*Editors' Choice and #14 in Best 100 of 2016* From one of the preeminent Chardonnay producers in the country comes their least expensive yet perhaps most stunning bottling, showing strong lemon rind, sea salt, Gravenstein apple and a floral touch of honeysuckle on the nose. The wondrously zippy and saline palate is framed by a grippy, grapefruit-rind-led tension, but opens just enough to allow the slightest hints of lemon curd and delicate marzipan warmth. (MK)

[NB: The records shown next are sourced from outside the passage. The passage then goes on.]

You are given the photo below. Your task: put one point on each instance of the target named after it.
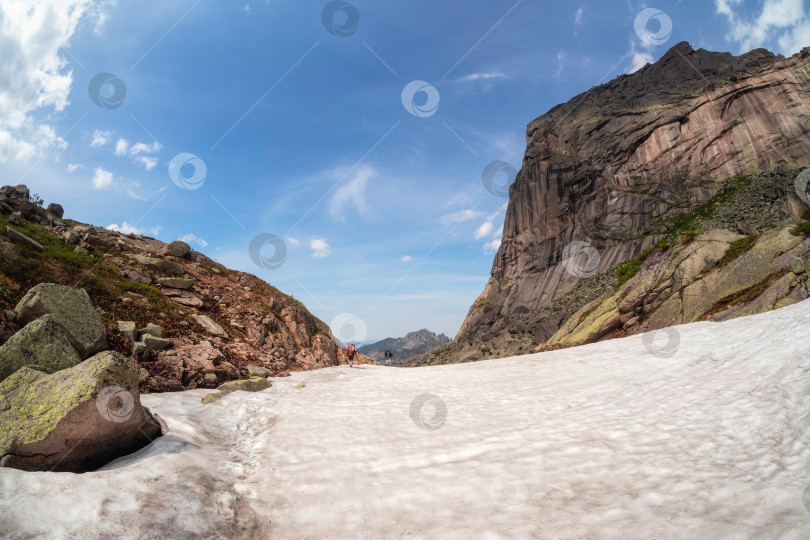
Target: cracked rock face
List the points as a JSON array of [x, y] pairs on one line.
[[614, 161], [75, 419]]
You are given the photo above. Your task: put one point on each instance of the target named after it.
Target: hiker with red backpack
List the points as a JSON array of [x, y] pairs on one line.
[[351, 352]]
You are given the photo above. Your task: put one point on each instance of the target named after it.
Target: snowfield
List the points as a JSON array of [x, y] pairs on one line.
[[701, 432]]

Fogarty's 2013 Chardonnay Santa Cruz Mountains is delicate and beautifully layered in the glass. Sweet floral notes meld into apricot, yellow peach and chamomile. This is an especially understated Chardonnay from Fogarty, not to mention a gorgeous appellation-level Chardonnay and a real overachiever. The Santa Cruz Mountains Chardonnay is mostly Langley Hill and Damiana, with a touch of Portola Springs. Thomas Fogarty remains the single most exciting estate in the Santa Cruz Mountain people have likely never heard about. Then again, production levels are tiny. The wines have gone from strength to strength since I started following the estate a few years back. The Chardonnays are intense and phenolic in feel, while the Pinots present an intriguing combination of aromatics, fruit and mountain structure. In terms of aging, the Chardonnays follow a classic, Burgundian aging regime of about 15 months in barrel followed by 4 months in tank, with the exception of the Santa Cruz Mountains, which is bottled earlier, with about 12 months in barrel, to preserve freshness...Sadly, production of these already hard to find wines is down significantly in 2013. The drought conditions led to an early bud break, but then a week of cool, windy weather in May led to a poor set. Readers should do whatever they can to taste these fine, handcrafted wines from proprietor Tommy Fogarty and winemaker Nathan Kandler. (AG)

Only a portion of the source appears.